Allah hepimize uzun ve bereketli bir ömür nasip etsin. Bir gün hepimiz yaşlanacağız.
Bunu bilmemize rağmen, yine de yaşlılarımıza, büyüklerimize karşı gerekli saygı ve hassasiyeti gösterdiğimizi söyleyemeyiz.

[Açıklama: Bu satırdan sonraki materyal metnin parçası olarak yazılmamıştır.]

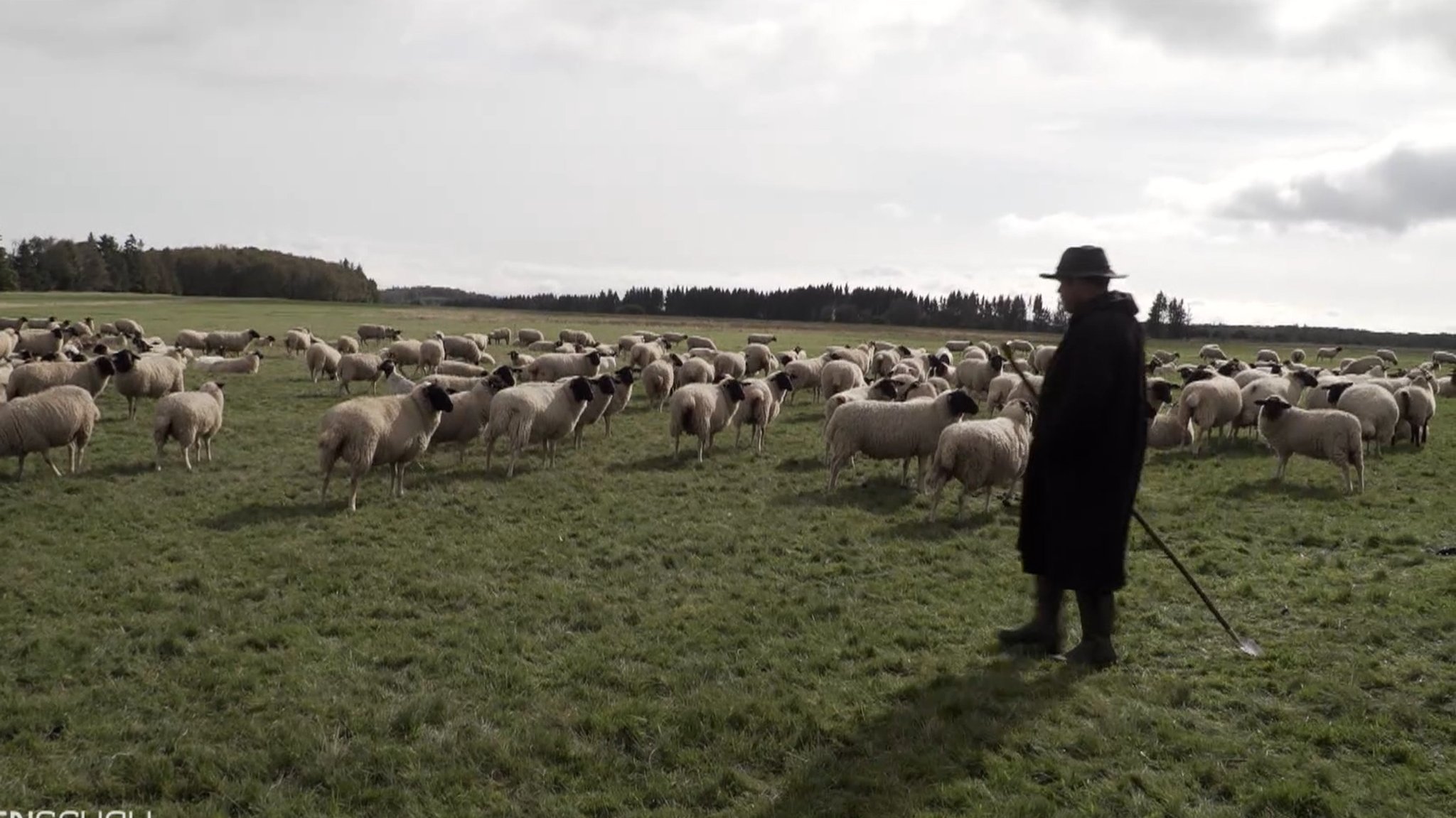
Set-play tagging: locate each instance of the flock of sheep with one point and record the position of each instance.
(882, 401)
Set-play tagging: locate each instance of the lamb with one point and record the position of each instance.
(839, 375)
(555, 366)
(761, 407)
(1374, 405)
(63, 415)
(34, 379)
(245, 366)
(1325, 434)
(322, 360)
(657, 382)
(1209, 401)
(378, 332)
(191, 418)
(297, 340)
(704, 409)
(982, 455)
(41, 343)
(536, 412)
(360, 367)
(191, 340)
(1417, 407)
(154, 376)
(896, 431)
(375, 431)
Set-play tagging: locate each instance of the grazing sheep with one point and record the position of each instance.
(376, 431)
(1209, 401)
(536, 412)
(322, 360)
(1374, 405)
(378, 332)
(63, 415)
(704, 409)
(360, 367)
(152, 376)
(191, 418)
(982, 455)
(762, 399)
(245, 366)
(34, 379)
(1324, 434)
(658, 380)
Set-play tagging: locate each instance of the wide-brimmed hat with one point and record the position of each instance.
(1083, 262)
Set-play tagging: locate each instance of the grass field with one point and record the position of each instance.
(631, 635)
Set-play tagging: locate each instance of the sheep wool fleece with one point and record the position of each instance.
(1086, 453)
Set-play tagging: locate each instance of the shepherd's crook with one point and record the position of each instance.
(1247, 645)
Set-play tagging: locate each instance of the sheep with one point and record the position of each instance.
(557, 366)
(376, 332)
(191, 418)
(896, 431)
(839, 375)
(657, 382)
(154, 376)
(757, 358)
(536, 412)
(459, 348)
(33, 379)
(761, 407)
(471, 411)
(1417, 407)
(191, 340)
(1374, 405)
(982, 455)
(322, 360)
(373, 431)
(704, 409)
(360, 367)
(245, 366)
(1325, 434)
(40, 343)
(297, 340)
(1209, 401)
(63, 415)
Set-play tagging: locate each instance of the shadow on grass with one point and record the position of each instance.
(935, 734)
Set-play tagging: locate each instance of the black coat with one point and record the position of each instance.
(1086, 450)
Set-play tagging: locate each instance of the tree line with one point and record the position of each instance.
(101, 264)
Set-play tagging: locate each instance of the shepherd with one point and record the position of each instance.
(1085, 463)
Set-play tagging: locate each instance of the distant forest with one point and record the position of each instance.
(101, 264)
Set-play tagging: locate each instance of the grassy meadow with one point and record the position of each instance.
(637, 635)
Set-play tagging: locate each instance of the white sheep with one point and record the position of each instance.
(152, 376)
(1374, 405)
(897, 431)
(982, 455)
(191, 418)
(63, 415)
(33, 379)
(536, 412)
(375, 431)
(702, 409)
(1324, 434)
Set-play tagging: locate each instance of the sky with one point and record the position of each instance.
(1267, 161)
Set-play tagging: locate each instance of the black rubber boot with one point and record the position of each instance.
(1043, 633)
(1096, 650)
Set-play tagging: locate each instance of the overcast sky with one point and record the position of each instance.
(1268, 161)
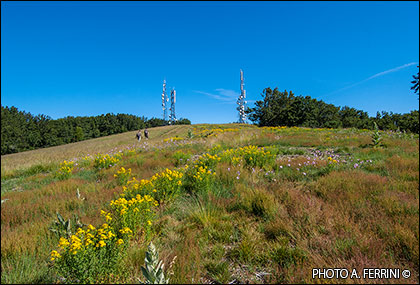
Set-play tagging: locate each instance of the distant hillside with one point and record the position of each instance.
(22, 131)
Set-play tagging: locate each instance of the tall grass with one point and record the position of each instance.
(255, 220)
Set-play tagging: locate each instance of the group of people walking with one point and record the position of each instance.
(146, 134)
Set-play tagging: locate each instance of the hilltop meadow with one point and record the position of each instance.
(231, 203)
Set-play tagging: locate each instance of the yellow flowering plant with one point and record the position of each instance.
(106, 161)
(65, 170)
(90, 254)
(136, 213)
(123, 176)
(167, 185)
(199, 178)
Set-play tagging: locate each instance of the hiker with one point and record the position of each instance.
(138, 135)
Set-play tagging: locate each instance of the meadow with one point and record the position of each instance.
(228, 203)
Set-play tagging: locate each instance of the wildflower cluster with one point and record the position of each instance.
(167, 184)
(106, 161)
(89, 253)
(65, 170)
(199, 178)
(123, 175)
(212, 132)
(134, 187)
(252, 156)
(181, 158)
(135, 213)
(208, 160)
(171, 139)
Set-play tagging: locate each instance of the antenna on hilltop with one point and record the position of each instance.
(164, 100)
(172, 117)
(241, 101)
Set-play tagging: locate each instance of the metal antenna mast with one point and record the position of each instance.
(164, 100)
(241, 101)
(172, 117)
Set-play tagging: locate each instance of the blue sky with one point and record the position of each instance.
(90, 58)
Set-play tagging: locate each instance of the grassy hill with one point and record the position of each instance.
(221, 203)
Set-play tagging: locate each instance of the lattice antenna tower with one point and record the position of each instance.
(241, 101)
(164, 100)
(172, 116)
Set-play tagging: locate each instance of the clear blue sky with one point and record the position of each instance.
(90, 58)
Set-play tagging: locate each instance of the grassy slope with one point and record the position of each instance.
(275, 226)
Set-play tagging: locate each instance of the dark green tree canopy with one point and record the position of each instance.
(285, 109)
(22, 131)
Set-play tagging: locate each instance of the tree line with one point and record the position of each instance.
(285, 109)
(22, 131)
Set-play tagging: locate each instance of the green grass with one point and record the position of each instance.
(277, 219)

Elbette, modern Batı toplumlarıyla kıyaslandığında bizim toplumda yaşlılarımıza ve büyüklerimize karşı gösterilen saygı ve hassasiyet oldukça müsbettir. Ancak bunun yine de ideal mânâda olduğu söylenemez.
Oysa hayat onlarla güzel.
Yaşadığımız mutsuzluk ve tatminsizliğin, bizi rûhen ve bedenen geren tüm stres ve korkularımızın kaynağına indiğimizde, göreceğiz ki, bütün bunların kaynağında, yaşlıları günlük yaşantımızın bir parçası olmaktan çıkarmamız, onları hayatımızın dışında tutmamız, yaşamı onlarla paylaşmamamız yatmaktadır.
Pek çok insan bu gerçeğin farkında değildir ancak yaşlı insanların hayatımızdaki yeri ne kadar boşalsa, onların boşluğunu stres, korku, ümitsizlik, endişe ve mutsuzluk doldurmaktadır.

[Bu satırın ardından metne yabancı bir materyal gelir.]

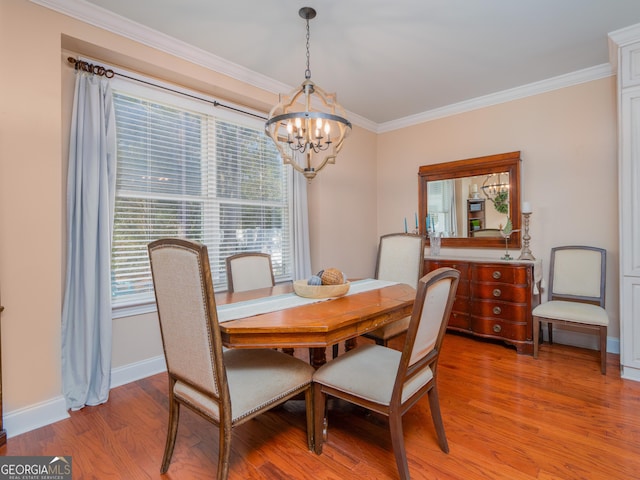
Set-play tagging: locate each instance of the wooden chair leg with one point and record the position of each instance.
(397, 442)
(434, 405)
(319, 418)
(536, 336)
(224, 454)
(308, 398)
(603, 350)
(172, 430)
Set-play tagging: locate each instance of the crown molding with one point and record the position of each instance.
(536, 88)
(106, 20)
(625, 35)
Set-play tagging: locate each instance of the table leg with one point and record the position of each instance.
(349, 344)
(318, 357)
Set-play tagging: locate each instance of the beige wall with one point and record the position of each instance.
(35, 91)
(567, 140)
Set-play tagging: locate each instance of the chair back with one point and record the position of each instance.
(248, 271)
(578, 273)
(431, 311)
(187, 313)
(400, 258)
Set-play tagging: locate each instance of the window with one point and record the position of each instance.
(441, 202)
(188, 169)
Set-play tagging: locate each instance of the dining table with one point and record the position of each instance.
(276, 317)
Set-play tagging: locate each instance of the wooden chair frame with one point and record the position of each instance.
(229, 261)
(225, 421)
(384, 335)
(599, 301)
(396, 407)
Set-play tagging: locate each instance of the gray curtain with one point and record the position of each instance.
(301, 248)
(86, 312)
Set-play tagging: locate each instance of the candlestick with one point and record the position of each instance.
(526, 253)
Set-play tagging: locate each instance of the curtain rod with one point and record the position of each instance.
(101, 71)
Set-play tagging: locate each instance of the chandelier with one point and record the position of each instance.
(315, 122)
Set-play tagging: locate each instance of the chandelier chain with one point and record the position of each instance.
(307, 72)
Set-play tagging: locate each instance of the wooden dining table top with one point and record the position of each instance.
(320, 324)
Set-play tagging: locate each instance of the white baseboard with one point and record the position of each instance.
(630, 373)
(35, 416)
(51, 411)
(136, 371)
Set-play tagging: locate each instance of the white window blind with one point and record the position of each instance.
(185, 169)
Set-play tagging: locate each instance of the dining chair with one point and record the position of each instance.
(400, 259)
(577, 281)
(388, 381)
(248, 271)
(227, 387)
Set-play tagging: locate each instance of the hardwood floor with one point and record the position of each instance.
(507, 416)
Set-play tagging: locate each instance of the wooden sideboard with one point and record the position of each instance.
(494, 298)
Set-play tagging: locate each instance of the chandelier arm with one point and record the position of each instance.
(318, 141)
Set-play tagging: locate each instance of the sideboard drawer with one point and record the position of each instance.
(500, 329)
(500, 310)
(494, 299)
(500, 273)
(500, 291)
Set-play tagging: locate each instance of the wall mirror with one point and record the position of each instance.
(469, 201)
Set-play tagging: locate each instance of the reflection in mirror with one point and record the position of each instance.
(467, 202)
(469, 206)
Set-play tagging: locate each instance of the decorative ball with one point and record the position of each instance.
(332, 276)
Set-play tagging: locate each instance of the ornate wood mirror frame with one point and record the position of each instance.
(475, 167)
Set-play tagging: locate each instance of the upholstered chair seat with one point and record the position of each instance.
(577, 280)
(249, 271)
(388, 381)
(247, 371)
(226, 387)
(400, 259)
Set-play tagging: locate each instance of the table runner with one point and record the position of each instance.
(233, 311)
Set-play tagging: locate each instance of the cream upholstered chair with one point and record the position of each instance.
(248, 271)
(227, 388)
(576, 295)
(390, 382)
(400, 259)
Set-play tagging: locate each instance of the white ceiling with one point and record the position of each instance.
(392, 59)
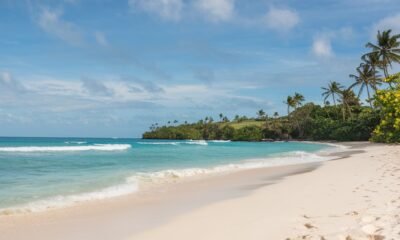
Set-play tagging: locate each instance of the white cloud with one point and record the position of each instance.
(322, 47)
(216, 10)
(8, 84)
(392, 22)
(281, 19)
(166, 9)
(51, 22)
(101, 38)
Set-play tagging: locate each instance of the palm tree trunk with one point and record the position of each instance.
(386, 72)
(369, 97)
(334, 101)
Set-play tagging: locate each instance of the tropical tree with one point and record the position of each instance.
(260, 114)
(333, 90)
(290, 102)
(221, 116)
(348, 99)
(298, 99)
(372, 59)
(387, 48)
(365, 78)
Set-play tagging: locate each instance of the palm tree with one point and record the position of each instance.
(366, 78)
(348, 99)
(333, 89)
(290, 102)
(372, 59)
(387, 49)
(298, 99)
(260, 114)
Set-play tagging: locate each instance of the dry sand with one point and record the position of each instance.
(356, 197)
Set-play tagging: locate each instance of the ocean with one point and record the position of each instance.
(37, 174)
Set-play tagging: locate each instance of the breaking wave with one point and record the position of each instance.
(96, 147)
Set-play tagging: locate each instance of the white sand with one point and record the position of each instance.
(352, 198)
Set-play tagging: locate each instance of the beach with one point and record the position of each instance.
(354, 196)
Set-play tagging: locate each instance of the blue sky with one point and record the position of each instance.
(108, 68)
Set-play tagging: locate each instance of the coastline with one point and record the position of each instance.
(163, 212)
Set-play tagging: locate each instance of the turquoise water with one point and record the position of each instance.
(41, 173)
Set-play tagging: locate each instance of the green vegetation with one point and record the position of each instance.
(345, 120)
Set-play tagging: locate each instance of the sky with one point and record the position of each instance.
(111, 68)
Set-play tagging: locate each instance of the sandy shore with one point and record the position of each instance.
(356, 197)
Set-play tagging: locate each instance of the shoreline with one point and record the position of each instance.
(136, 215)
(148, 181)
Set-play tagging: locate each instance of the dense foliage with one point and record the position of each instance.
(345, 120)
(388, 100)
(310, 122)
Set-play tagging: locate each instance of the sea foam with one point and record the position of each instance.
(60, 201)
(96, 147)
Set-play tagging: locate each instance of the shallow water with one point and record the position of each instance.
(41, 173)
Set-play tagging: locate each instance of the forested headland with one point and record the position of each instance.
(342, 117)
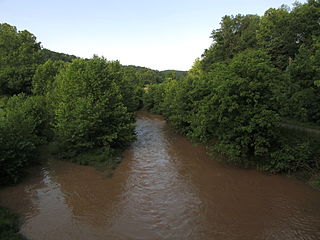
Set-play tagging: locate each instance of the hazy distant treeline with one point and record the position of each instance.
(258, 71)
(85, 105)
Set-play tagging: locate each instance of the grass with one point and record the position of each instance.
(9, 225)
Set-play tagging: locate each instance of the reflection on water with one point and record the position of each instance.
(165, 188)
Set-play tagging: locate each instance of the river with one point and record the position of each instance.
(165, 188)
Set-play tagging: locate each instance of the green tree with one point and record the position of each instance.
(43, 79)
(22, 130)
(236, 33)
(19, 57)
(89, 112)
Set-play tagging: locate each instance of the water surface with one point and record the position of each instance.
(165, 188)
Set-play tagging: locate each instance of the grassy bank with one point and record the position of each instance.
(9, 225)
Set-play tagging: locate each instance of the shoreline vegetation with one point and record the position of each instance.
(258, 71)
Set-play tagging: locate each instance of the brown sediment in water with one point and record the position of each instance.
(165, 188)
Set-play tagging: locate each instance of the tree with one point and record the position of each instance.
(234, 35)
(19, 57)
(22, 129)
(43, 79)
(89, 112)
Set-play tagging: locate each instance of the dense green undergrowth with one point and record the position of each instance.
(257, 72)
(9, 225)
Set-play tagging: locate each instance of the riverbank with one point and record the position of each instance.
(9, 225)
(164, 188)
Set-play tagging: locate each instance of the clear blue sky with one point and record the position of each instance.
(166, 34)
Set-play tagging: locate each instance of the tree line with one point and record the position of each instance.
(85, 106)
(258, 72)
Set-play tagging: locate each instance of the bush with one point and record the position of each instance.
(9, 225)
(22, 129)
(88, 110)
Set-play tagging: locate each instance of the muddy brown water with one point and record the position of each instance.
(165, 188)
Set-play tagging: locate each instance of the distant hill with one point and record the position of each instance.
(48, 54)
(173, 73)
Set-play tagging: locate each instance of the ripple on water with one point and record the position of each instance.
(165, 188)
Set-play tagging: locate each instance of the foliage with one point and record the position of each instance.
(22, 129)
(89, 112)
(19, 57)
(9, 225)
(235, 35)
(47, 54)
(43, 79)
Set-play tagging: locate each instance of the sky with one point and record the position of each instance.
(162, 35)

Bizler her ne kadar kabullenmek istemesek de, ne kadar büyürsek büyüyelim, bir yanımız hep çocuk kalmakta, hangi konuma yükselirsek yükselelim ve toplum içindeki statümüz ne olursa olsun, bir yanımız hep yardıma muhtaç, elinden tutulması gereken küçük bir çocuk olarak kalmaktadır.
Böyle durumlarda evimizde, aile çevremizde ve yakınımızda yaşlılarımızın olması, bizler için hep bir güvenlik ve sığınak görevi görmektedir. Ancak biz yaşlılarımızı ne yazık ki ailemizden ve günlük yaşantımızdan dışarı attığımız için, güçsüz ve çaresiz durumlarda yaslanacağımız bu güvenlik ve sığınağı bulamamakta, dolayısıyla stres ve güvensizlik duygusuyla kuşatılmaktayız.

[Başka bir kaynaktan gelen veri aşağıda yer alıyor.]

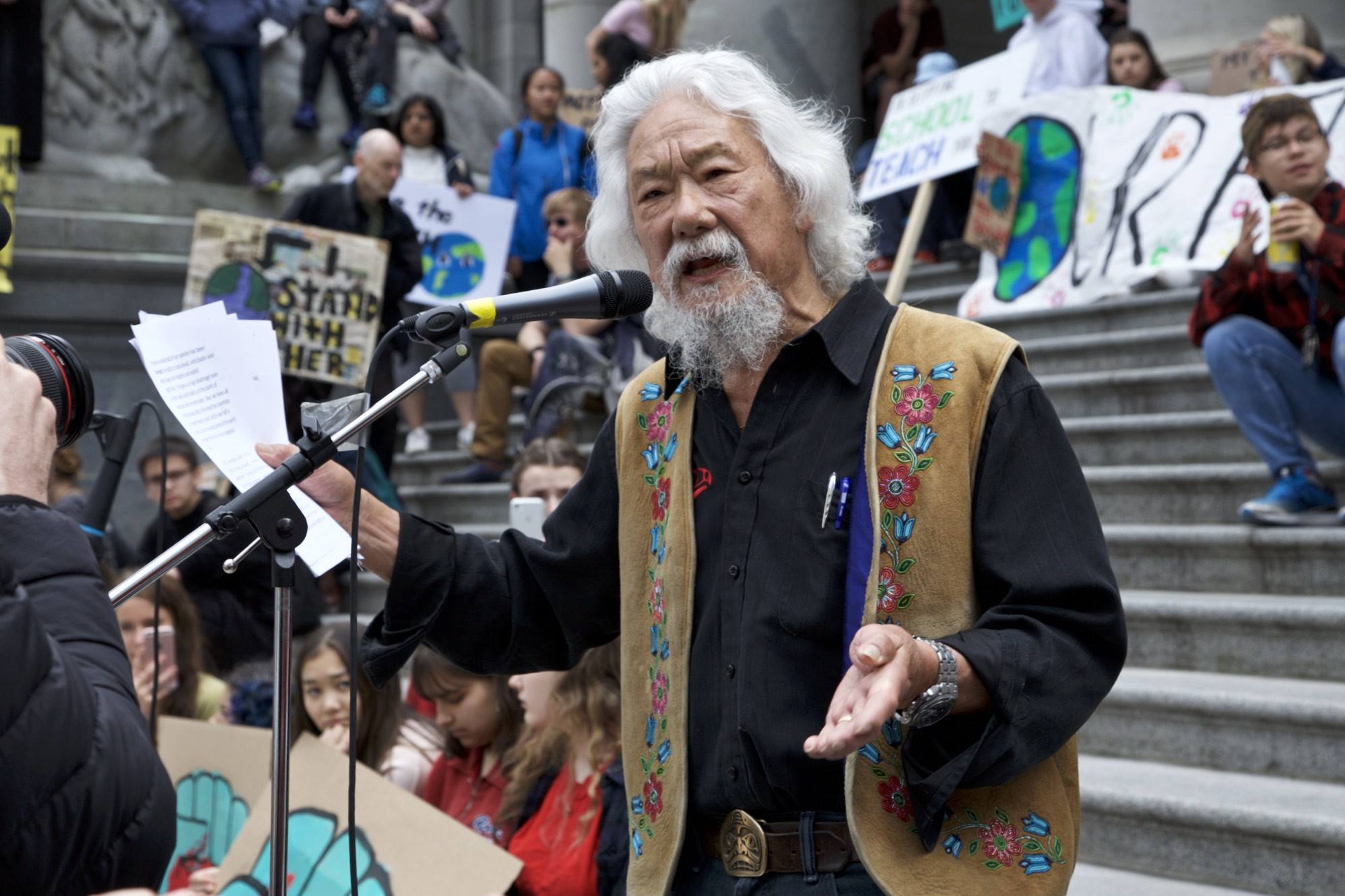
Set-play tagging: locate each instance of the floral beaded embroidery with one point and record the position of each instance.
(658, 451)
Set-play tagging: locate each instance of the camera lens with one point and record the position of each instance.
(65, 380)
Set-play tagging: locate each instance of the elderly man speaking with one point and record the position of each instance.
(824, 528)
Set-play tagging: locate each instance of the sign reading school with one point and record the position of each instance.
(932, 129)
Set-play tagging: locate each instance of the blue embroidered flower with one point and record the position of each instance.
(952, 846)
(923, 438)
(892, 732)
(1035, 866)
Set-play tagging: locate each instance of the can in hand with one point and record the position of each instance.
(1282, 256)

Oysa onların varlığı bile bizler için bir huzur ve emniyet kaynağıdır.
En umutsuz ve çaresiz anlarımızda bile onlardan alacağımız küçük bir nasihat, onların bize güven aşılayan iki çift sözü bizler için müthiş bir enerji kaynağı olabilmekte, bizi gerginlik ve stresten kurtarabilmekte, kendimizi daha iyi ve daha rahat hissetmemizi sağlayabilmektedir.
Hayat onlarla güzeldir. Onlarsız bir hayat, sığınaksız, pusulasız ve güvensiz bir hayattır.
Bir kahvaltı sofrasında onların da olması, o kahvaltıyı hiçbir şeyle değiştirilemeyecek derecede lezzetli ve keyifli yapabilmektedir. O sofrada sadece onların da oturuyor olması yeterlidir bunun için.
Sadece anne, baba ve kardeşleriyle büyüyen çocuklar, eksik büyüyorlar demektir. Oysa milyonlarca, milyarlarca defa isbat edilmiştir ki, dedeleriyle ve nineleriyle büyüyen çocuklar hem daha mutlu ve neşeli büyüyorlar, hem de daha girişken ve akıllı oluyorlar. Dedesini ve ninesini her gün gören çocuk, hayatı da daha çabuk kavrayabilmekte, dolayısıyla “daha erken büyümektedir”.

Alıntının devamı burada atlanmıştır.